American Cycle
I've been meaning to tell you about what was quite possibly The Greatest Day of My Life. Woohoo!
(Warning: I'm really knackered therefore beware of rambling and excess exclamation!)
You may recall my road cycling debut in mid-October - tears and trembling and brown underpants. It was a crash course of sorts because the following week, we were off to New York, and I'd booked us on a cycling tour.
At first, it seemed like a crafty way of disposing of Gareth for a few hours so I could do some shopping, but then I decided I wanted in, too. Sure, I have no peripheral vision, and I cannae hand signal, but I've done twenty minutes on a Scottish country road... LET THE MUPPET TAKE MANHATTAN!
We assembled at a bike shop near Union Square – Gareth and I, three chicks from Kansas and a Melbourne lad with wholesome soap star looks. The two tour guides helped us choose a bike. I'd hoped they'd all be pretty pink ones with baskets on the front, but it was a random tangle of scary Sporty Ones. Where was the BELL? How would I cry for help?! My beast had a terrifying 21" frame with a really high crossbar. I called it the Crotch Masher 2000.
There were two guides. They were former couriers with that lean sculpted-calf appearance that, if a pathetic amateur, might leave you intimidated and tugging at your husband's sleeve, "If you ride off on me, I'll KILL YOU!"
We were told to keep in line behind the front guide, and he'd make hand signals telling us when to go, stop, or slow down.
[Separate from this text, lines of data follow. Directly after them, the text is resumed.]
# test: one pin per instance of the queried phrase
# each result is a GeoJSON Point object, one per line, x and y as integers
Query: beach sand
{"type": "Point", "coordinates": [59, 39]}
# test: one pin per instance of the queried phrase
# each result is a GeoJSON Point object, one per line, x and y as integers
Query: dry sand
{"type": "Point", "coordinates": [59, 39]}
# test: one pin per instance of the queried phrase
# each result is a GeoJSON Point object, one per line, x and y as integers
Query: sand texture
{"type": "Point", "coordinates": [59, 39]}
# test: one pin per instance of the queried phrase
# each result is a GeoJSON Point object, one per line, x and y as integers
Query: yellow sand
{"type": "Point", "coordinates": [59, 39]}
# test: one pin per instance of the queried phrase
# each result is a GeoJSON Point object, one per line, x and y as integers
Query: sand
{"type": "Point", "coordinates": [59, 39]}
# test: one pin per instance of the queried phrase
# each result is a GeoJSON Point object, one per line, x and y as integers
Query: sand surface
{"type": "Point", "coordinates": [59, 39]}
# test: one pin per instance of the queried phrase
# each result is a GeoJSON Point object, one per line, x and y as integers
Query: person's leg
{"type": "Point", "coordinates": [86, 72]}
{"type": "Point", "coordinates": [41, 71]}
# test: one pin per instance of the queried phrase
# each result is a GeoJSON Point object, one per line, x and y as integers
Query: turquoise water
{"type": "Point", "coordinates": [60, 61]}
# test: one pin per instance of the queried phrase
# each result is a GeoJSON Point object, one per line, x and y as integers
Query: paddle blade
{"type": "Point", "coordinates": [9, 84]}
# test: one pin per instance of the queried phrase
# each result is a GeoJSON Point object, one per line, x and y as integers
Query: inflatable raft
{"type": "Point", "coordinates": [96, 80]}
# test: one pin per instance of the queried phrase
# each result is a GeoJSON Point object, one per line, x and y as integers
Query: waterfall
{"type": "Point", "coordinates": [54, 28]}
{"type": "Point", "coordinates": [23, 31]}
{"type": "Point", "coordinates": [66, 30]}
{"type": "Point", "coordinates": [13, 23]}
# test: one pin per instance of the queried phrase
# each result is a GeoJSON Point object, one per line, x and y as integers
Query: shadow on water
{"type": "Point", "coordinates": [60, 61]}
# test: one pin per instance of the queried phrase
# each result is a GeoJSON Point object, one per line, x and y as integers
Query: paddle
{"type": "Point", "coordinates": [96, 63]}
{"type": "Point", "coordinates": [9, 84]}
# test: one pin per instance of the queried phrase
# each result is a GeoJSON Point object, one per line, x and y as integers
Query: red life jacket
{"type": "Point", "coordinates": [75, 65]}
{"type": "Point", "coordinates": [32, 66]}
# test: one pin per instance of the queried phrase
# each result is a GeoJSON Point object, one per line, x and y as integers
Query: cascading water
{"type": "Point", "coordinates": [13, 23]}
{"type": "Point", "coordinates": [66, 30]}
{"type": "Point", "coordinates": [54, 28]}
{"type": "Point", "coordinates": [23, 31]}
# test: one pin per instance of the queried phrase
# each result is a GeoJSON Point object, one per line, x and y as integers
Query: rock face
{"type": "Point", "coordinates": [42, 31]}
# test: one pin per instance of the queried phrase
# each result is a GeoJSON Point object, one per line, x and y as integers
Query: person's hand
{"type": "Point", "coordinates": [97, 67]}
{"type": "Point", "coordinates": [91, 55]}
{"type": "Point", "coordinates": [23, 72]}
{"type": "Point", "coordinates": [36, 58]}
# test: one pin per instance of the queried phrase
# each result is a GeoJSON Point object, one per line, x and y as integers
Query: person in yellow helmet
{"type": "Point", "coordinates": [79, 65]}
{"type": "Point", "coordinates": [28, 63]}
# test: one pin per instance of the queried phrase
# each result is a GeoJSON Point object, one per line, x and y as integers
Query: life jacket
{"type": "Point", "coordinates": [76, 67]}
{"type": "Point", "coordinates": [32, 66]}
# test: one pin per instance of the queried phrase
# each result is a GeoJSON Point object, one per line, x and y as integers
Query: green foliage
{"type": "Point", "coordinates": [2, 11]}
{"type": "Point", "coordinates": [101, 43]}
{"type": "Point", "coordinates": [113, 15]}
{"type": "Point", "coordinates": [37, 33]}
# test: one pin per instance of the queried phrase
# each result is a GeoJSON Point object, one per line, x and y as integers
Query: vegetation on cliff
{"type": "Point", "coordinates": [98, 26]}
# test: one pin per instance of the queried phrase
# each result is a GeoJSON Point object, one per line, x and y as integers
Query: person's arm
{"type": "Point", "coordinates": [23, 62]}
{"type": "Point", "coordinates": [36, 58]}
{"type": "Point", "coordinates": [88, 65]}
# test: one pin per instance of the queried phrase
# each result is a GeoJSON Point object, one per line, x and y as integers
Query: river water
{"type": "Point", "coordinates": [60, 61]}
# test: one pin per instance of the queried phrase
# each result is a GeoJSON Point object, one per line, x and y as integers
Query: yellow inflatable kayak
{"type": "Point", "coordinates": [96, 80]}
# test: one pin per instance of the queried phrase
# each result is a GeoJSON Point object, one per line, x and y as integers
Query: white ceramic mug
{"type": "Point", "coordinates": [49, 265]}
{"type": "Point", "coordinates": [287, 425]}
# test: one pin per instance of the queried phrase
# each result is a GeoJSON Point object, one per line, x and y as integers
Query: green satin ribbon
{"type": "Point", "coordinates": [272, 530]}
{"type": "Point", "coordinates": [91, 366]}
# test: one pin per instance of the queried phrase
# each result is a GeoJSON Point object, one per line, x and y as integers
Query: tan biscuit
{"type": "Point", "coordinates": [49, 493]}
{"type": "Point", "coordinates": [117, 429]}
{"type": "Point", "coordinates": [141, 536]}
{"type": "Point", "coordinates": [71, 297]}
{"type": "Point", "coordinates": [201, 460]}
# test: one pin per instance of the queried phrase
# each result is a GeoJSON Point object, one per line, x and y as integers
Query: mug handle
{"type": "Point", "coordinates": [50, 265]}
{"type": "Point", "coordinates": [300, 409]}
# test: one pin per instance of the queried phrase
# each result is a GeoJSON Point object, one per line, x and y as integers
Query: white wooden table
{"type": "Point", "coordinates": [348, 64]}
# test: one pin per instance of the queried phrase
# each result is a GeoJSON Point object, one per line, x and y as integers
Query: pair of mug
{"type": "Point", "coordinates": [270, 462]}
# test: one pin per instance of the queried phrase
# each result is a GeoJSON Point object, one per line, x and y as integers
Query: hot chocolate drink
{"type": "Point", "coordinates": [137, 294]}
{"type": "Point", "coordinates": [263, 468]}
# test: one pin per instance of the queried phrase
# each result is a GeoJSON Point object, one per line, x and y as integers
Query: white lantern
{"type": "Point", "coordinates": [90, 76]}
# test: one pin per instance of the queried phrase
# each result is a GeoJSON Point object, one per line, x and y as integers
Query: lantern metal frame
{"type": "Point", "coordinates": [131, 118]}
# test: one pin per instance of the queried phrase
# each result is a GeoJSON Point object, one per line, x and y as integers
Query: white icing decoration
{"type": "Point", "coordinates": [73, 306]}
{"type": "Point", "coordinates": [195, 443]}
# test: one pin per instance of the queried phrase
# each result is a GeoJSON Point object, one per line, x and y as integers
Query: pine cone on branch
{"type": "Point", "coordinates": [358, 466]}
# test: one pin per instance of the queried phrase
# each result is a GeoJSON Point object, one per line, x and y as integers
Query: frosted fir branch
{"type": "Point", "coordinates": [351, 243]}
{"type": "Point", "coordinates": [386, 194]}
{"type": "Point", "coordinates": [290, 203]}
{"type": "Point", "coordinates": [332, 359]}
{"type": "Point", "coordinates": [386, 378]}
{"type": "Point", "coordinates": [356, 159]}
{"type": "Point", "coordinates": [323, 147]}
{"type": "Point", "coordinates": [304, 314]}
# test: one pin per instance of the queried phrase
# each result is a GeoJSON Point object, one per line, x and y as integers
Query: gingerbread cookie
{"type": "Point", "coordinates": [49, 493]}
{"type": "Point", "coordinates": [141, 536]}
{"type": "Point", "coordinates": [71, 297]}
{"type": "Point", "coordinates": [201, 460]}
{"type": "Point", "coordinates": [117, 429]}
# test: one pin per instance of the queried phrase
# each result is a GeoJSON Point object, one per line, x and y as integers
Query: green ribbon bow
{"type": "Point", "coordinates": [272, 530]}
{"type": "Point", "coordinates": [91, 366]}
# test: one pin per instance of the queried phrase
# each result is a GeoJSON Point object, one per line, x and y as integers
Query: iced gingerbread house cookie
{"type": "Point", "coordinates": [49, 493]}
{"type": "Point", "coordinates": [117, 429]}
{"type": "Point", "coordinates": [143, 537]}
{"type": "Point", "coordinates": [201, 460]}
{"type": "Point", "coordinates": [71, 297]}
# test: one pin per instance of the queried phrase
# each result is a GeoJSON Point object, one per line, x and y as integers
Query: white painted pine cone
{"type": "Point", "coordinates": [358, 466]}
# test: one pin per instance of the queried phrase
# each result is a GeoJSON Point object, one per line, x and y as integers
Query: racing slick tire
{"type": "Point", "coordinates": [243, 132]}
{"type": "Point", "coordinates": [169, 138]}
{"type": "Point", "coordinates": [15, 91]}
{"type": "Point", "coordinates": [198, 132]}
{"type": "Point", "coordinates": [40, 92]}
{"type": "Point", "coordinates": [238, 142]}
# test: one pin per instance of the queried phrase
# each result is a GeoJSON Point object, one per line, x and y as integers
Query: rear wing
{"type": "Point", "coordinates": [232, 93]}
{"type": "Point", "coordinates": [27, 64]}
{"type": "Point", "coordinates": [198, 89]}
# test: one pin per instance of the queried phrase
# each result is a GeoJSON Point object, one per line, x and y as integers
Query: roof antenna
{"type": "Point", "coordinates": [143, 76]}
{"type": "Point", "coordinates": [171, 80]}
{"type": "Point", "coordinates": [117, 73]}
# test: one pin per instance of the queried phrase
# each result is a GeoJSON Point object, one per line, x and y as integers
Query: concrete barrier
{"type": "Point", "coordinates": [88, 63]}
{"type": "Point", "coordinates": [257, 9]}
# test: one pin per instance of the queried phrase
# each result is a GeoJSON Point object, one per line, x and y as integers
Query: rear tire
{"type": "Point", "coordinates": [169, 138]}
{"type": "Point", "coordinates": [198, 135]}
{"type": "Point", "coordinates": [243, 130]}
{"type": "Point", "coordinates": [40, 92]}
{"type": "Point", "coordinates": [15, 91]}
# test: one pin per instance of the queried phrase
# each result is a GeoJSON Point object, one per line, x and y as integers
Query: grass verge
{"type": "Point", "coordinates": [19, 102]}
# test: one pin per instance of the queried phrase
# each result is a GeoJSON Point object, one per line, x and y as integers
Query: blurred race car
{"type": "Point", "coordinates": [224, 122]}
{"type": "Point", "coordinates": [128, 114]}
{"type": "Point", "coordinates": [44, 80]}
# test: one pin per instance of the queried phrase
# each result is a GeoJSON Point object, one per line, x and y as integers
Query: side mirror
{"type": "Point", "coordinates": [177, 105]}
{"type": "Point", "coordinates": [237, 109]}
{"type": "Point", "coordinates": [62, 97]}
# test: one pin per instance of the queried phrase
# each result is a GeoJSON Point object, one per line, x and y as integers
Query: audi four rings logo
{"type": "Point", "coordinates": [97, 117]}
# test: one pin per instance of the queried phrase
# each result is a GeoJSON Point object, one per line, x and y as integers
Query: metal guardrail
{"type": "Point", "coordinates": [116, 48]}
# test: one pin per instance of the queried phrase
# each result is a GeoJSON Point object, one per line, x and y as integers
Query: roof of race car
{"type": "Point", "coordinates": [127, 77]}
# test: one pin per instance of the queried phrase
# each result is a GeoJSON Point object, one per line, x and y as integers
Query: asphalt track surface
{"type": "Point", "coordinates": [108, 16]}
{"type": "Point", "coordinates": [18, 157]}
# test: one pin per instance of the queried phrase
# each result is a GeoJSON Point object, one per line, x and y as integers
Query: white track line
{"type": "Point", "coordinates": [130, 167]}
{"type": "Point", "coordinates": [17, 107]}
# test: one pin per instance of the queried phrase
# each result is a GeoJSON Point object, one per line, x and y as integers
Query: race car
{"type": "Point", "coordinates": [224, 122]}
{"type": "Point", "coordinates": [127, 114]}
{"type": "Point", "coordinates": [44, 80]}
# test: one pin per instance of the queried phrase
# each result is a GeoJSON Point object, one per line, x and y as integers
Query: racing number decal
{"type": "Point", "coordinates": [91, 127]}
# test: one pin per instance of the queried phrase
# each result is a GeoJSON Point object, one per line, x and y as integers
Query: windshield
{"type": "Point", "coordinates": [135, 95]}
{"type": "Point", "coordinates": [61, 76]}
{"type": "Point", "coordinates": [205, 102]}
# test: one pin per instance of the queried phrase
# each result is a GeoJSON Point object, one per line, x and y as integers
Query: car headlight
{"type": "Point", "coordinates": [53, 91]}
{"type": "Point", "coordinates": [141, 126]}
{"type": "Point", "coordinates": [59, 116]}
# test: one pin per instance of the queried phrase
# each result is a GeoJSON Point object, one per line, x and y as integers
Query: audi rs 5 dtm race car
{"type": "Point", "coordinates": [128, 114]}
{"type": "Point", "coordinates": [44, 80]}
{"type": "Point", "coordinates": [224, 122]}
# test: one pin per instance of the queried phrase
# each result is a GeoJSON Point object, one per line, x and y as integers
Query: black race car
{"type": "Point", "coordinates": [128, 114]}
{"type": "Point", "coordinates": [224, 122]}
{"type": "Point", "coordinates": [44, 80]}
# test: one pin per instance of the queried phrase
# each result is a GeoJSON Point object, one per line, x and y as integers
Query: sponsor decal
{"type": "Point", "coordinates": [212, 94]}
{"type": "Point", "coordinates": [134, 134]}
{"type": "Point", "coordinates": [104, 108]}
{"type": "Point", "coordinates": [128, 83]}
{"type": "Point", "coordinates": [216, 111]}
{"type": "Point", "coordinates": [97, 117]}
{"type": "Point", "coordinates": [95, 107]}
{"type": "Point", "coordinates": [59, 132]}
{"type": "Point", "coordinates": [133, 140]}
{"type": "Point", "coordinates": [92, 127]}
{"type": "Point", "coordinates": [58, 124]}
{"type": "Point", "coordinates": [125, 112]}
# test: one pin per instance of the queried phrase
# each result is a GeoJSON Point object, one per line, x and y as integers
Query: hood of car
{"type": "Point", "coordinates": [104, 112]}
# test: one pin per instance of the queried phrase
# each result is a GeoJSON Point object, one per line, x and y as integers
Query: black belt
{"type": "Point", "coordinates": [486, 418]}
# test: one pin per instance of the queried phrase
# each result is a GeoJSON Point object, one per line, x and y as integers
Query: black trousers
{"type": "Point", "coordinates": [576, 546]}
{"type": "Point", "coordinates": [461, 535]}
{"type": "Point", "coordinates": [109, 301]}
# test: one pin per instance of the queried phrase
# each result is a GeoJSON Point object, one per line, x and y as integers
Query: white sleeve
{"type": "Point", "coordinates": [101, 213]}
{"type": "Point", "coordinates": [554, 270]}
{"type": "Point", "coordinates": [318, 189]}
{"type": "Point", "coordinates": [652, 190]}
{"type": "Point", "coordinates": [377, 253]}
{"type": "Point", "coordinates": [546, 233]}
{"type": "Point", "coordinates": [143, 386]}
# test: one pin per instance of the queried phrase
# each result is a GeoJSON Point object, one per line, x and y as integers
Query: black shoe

Nae bother. As we set off, I kept my eyes glued to the guide in front and totally blocked out the fact I was in New York; otherwise, I would have vomited. I couldn't look anywhere but straight ahead, and I couldn't change gears because they were twist-grip gears, and I never knew there was another kind of gear!?
But after five or ten minutes, I calmed down. I looked up at a street sign, and it said 5th Avenue, and I thought Hee hee heeee, I'm riding down 5th Avenue! Then, a bus whooshed up beside me, and I could feel my ribs rattle. The adrenaline kicked in, and I spent the next five hours in a state of joy and delirium!
Some highlights:
Brush with death in the West Village! As we approached an intersection, I caught sight of a pet shop with a windowful of tiny yapping dogs. "GARETH, LOOK AT THE DOGS!" I yelled and sailed on towards them, at the same time Gareth yelled, "SHAUNA, LOOK AT THE TRUCK!" Luckily, the truck had good brakes, and the information is now branded on my brain: Americans drive on the right.
Bruising my lady parts every time I dismounted my gigantic bicycle to take another squinty Holding Camera At Arms Length Shot.
Bruising lady parts due to inability to ride in anything other than a straight line therefore barreling through every pothole in the Meatpacking District
Powering along the Hudson River Greenway - sweet merciful taxi-less bus-less cycle path!
WALL STREET!
Riding across the Brooklyn Bridge as the sun was setting and laughing in deranged manner, I can't belieeeeeve I'm on the Brooklyn Briiiiiidge on a biiiiike!
Dismounting on Bridge then looking back to see the skyline lit up and falling in love with New York for the 457th time that week
Zooming past the Supreme Court building and making the DUN DUN! noise from Law and Order
Weaving in and out of traffic in Chinatown, teeth chattering in terror, completely overwhelmed by all the crazy honking, colours, and chickens but loving it!
Scoffing dumplings and sesame pancakes at a nice hole-in-the-wall type of place
Riding down a grotty little street that could have been anywhere in the world then looking up to see the Empire State glowing in the distance!
So this happened two months ago, and I can only talk about it now without getting teary and/or giggling hysterically. I know people ride bikes in cities all the time; my Amazing Adventures may be your tedious commute. But I had never felt so deliriously happy in all my life...
(even during the last half hour of the tour, when the guide that was supposed to stay at the back of the group drifted forward, leaving me and the Old Lady of Kansas to swear and scream and dither when the lights went amber, as to whether to stop and get left behind or go forth and pedal to our deaths)
... I suppose on some cheesy level it was a bit of a Wow I used to be welded to the couch now look at me moment but more it was so deliciously surreal to see places that you've only known from the telly, while on a bicycle, when you used to ride over sheep poo in Australia. It just makes my mind explode sometimes; life and all its possibilities. Now, I wish I could go back to every city I've ever visited and see it again from a two-wheeled perspective.